Remark 1. If $\rho : G \longrightarrow \text{GL}(V)$ is a representation of $G,$ then $V$ is a $\mathbb{C}[G]$-module. Conversely, if $V$ is a $\mathbb{C}[G]$-module, then $\rho : G \longrightarrow \text{GL}(G)$ defined by $\rho(g)(v)=gv$ is a representation of $G.$

Proof. Let $g \in G$ and $v \in V.$ We define

$gv = \rho(g)(v). \ \ \ \ \ \ \ \ \ \ (*)$

The above definition is extended to every element  $x = \sum_{g \in G} x_g g \in \mathbb{C}[G]$ and $v \in V$ by

$xv = \sum_{g \in G} x_g \rho(g)(v).$

Proving that $(*)$ defines a $\mathbb{C}[G]$-module structure (also called a $G$-module) over $V$ is easy: we only need to show that for any $g, g_1, g_2 \in G$ and $v_1,v_2 \in V$ we have

$g(v_1+v_2) = gv_1+gv_2$ and $(g_1g_2)v = g_1(g_2v).$

Both of the above are trivially true: the first one holds because $\rho(g) \in \text{GL}(V)$ and thus $\rho(g)$ is linear. The second one holds because $\rho$ is a group homomorphism and thus

$(g_1g_2)v = \rho(g_1g_2)v=\rho(g_1) \rho(g_2)v = \rho(g_1)(g_2v)=g_1(g_2v).$

For the converse, we need to show that $\rho(g) \in \text{GL}(V)$ for all $g \in G$ and that $\rho$ is a group homomorphism. It is clear that $\rho(g)$ is linear. Also, if $\rho(g)(v)=0,$ then $gv=0$ and hence $v=g^{-1}(gv)=0.$ So $\rho(g) \in \text{GL}(V).$ Finally, $\rho$ is a group homomorphism because if $g_1,g_2 \in G$ and $v \in V,$ then

$\rho(g_1g_2)(v)=(g_1g_2)v = g_1(g_2v)=g_1 \rho_2(g)(v)=\rho(g_1) \rho(g_2)(v). \ \Box$

Definition. A representation $\rho : G \longrightarrow \text{GL}(V)$ is called irreducible if $V,$ with the structure defined in Remark 1, is a simple $\mathbb{C}[G]$-module. If $\rho$ is not irreducible, it is called reducible.

Remark 2. Every degree one representation of $G$ is irreducible.

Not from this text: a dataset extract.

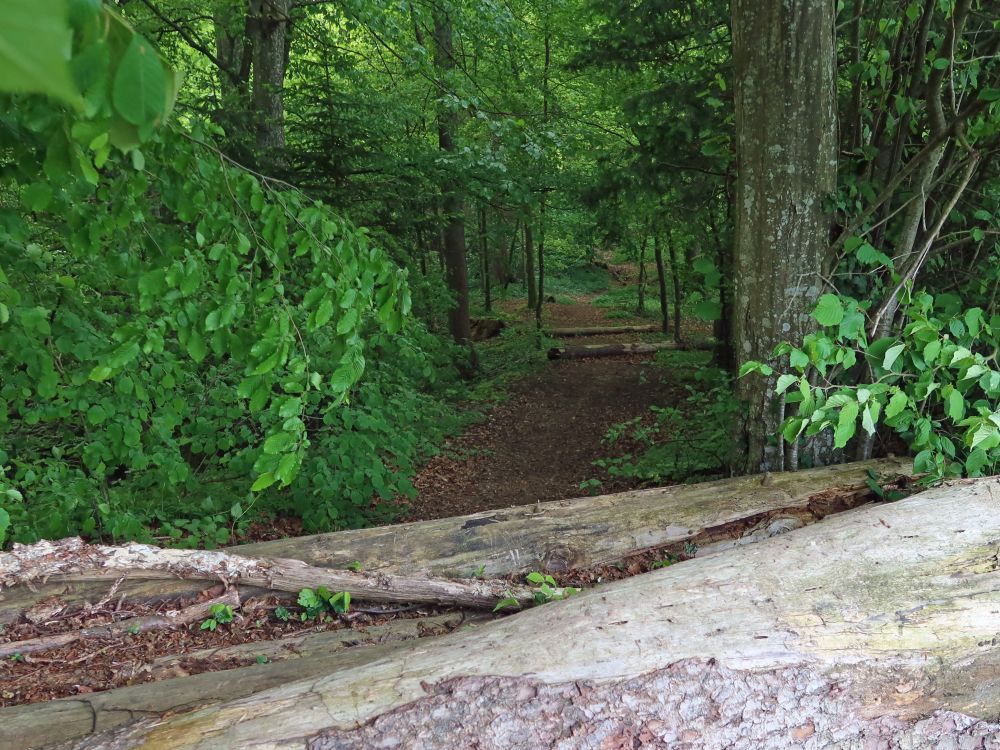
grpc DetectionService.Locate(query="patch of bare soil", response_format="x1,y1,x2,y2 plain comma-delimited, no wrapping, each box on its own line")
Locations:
404,354,685,521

Proof. Let $\rho : G \longrightarrow \text{GL}(V),$ where $V \cong \mathbb{C},$ be a degree one representation of $G.$ Then, since a $\mathbb{C}[G]$-submodule of $V$ is obviously a $\mathbb{C}$-submodule of $V$ and $\dim_{\mathbb{C}} V = 1,$ $V$ has no non-trivial $\mathbb{C}$-submodule. So $V$ is a simple $\mathbb{C}[G]$-module and hence $\rho$ is irreducible. $\Box$